So this is the classical picture of a heat engine ... you have a source and a sink, a hot and cold heat reservoir, always at the same temperature and something to conduct the heat between them.

 When t=0, the no heat flows in the tube. So every part in the tube is the same temperature T2
The entire tube starts at thermal equilibrium with the cold reservoir.

Note - if the tube absorbs heat as described then it will eventually be the same temperature as the hot reservoir. Usually the metal rod will be hottest by the hot reservoir and coldest at the cold reservoir ... and have a constant temperature gradient down it's length.

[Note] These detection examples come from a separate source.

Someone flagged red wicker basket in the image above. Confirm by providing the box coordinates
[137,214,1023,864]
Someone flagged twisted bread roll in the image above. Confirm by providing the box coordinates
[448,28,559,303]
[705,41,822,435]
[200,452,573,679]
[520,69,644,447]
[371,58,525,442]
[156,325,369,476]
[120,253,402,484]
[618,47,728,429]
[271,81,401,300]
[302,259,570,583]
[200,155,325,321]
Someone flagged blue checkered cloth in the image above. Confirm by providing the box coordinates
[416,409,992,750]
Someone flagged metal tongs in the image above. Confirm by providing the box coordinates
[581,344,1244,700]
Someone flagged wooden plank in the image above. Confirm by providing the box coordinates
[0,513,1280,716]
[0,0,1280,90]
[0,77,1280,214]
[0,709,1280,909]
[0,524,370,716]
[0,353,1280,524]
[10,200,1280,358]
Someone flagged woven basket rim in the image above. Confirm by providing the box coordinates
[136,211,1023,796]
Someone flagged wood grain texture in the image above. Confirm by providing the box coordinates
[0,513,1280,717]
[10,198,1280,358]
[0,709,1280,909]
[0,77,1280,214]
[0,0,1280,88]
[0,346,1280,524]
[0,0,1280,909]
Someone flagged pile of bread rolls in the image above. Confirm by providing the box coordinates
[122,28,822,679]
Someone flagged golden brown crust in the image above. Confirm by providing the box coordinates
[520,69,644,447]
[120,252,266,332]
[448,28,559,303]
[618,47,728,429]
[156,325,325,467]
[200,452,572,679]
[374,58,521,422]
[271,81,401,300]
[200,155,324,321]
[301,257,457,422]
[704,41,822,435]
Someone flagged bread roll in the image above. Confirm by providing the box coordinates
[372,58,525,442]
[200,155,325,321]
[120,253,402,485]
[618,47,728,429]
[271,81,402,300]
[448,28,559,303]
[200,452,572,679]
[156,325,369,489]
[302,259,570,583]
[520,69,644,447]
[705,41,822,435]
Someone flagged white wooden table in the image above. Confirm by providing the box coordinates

That would be at steady state - so heat is leaving the tube as fast as it is added.

In the transient state, you get the normal rules for heat conduction.

 Recognitions: Homework Help You have to decide if your reservoirs are constant temperature OR provide a constant heat flow. This is much how you'll be used to handling electric circuits where the power source can either be a voltage or a current source but not both. Just like we usually have constant-voltage supplies, we usually have constant temperature sources (in idealized systems of course). If you bring a hot reservoir in contact with a rod, you can compute the heat flow depending on the temperature of the rod and it's thermal conducting properties. If ΔQ is the same for every Δt then you can say the heat current, ΔQ/Δt, is a constant. But this situation will only apply a long time after the system is first hooked up. Since you have a simple geometry it is easy to show that$\frac{\Delta Q}{\Delta t} = -kA\frac{\Delta T}{\Delta L}$ which makes your last relation more like: $$\Delta T = -\frac{1}{kA}\frac{\Delta Q}{\Delta t}\Delta L$$ ... if the current is a constant then this collapses to what you got: but all it tells you is that the temperature gradient is a constant. Your conclusion seems to agree with mine but your method appears a tad confused. So what is it that you are trying to work out?